I’m an old man now, too bloody old. If we still used the pre-crash calendar it would be the year 2061 as I write this.
Today, the world has lights again, computers, even trams and trains, technology that was once taken for granted before the crash. It’s a very different world. There are far fewer people, owning far fewer things. The skyline no longer bristles with telecoms pylons sprouting satellite dishes and mobile phone antennae. There are no longer garish advertising billboards or phallic mine’s-bigger-than-yours high-rise office towers. Instead, our horizons are broken by a sea of wind turbines, big and small.
I think of it as her world.
She helped make it. She helped define it. I see her stubbornness, her determination, her common sense, her sense of fair play and her maternal wisdom in everything around me.
But sadly she’s a footnote in history. The e-books being written on the Oil Crash by academics today tend to focus on the things that went
wrong in the first weeks and months of the crisis. Not on the rebuilding that began ten years later.
So her name is a small footnote. Just a surname in fact.
Sutherland.
But I met her.
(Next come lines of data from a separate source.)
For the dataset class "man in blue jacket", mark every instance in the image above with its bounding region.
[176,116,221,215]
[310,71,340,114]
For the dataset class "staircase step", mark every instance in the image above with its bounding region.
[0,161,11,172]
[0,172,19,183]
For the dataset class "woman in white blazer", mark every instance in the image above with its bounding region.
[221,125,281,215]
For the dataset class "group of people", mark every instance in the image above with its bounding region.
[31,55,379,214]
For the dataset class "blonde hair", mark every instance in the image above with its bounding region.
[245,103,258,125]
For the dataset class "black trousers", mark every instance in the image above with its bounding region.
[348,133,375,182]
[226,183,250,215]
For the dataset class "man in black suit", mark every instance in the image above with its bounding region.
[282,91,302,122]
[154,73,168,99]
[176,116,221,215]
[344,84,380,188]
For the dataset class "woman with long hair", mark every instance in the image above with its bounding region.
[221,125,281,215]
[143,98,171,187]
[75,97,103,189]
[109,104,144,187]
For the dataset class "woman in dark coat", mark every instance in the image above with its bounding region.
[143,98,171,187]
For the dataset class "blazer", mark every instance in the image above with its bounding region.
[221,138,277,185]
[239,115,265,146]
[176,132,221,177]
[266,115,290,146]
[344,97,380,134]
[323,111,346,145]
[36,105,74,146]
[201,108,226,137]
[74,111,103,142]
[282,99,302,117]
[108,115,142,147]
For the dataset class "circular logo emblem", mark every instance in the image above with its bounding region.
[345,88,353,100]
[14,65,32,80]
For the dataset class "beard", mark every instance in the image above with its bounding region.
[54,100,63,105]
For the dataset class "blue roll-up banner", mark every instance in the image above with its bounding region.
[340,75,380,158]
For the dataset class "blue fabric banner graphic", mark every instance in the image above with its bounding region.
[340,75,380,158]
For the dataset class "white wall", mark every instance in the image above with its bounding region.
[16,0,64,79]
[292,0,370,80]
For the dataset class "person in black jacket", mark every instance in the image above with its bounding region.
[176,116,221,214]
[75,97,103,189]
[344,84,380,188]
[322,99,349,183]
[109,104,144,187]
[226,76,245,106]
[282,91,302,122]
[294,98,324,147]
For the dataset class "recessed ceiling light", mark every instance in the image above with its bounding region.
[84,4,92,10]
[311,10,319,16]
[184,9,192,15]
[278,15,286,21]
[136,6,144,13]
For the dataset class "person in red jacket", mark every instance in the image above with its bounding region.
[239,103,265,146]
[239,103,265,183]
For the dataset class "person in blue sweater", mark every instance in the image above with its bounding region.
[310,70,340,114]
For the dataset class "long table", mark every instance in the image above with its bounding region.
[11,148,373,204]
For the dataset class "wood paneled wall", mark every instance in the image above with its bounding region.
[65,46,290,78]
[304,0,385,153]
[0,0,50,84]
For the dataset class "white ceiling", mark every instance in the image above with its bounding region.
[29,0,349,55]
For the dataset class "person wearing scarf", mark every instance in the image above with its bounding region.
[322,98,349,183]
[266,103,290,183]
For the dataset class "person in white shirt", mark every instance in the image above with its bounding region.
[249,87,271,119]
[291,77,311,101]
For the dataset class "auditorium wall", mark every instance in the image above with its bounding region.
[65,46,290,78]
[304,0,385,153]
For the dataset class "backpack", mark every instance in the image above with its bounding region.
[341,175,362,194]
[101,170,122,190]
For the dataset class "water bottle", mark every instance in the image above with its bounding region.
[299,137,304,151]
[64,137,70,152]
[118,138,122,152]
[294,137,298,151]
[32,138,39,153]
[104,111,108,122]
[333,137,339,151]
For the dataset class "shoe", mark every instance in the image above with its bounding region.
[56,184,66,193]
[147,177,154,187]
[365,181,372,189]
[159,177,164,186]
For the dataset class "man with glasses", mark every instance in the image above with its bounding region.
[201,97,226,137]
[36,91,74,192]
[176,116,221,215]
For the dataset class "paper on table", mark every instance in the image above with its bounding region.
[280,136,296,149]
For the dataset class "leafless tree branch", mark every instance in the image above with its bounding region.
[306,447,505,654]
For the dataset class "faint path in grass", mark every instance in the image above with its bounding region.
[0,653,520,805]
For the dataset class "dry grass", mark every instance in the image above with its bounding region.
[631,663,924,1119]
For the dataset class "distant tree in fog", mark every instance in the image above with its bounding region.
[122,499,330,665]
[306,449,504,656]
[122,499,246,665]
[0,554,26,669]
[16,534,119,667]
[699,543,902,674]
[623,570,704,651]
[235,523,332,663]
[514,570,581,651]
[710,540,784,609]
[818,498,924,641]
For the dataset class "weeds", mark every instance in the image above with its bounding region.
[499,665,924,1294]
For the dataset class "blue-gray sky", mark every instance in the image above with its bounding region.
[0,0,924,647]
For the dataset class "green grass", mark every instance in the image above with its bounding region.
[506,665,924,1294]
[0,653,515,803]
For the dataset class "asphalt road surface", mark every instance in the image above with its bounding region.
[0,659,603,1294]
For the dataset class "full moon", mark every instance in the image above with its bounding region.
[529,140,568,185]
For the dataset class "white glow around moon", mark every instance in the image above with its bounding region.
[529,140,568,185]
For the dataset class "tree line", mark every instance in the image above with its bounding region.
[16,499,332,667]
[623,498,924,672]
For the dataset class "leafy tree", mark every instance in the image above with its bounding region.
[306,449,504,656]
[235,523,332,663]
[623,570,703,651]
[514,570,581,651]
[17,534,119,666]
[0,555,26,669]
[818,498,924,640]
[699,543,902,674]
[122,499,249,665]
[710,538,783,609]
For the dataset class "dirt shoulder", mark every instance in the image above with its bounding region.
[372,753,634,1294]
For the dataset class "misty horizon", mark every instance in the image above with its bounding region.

I actually knew her.
 
Adam Brooks
21 December, 51 AC [
A
fter the
C
rash]
Chapter 1
2010 - Eight days after the Oil Crash
North London
 
 
 

I
’m really, really thirsty, Mummy.’ A quiet voice - her son.
‘Yeah,’ whispered her daughter, ‘me too.’
Jenny Sutherland realised they’d not stopped since the first light of dawn had made it possible to pick their way through the rubbish strewn streets without the help of a torch.
Her mouth was dry and tacky too. She looked up and down the deserted high street; every shop window a jagged frame of threatening glass shards, every metal-shutter-protected shopfront was crumpled and stove in. Several cars, skewed across both sides of the road, smouldered in the pale morning light, sending up acrid wisps of burning-rubber smoke into the grey sky. She glanced at the stores either side of them, all dark caves within, but all promising goods inside that had yet to be looted.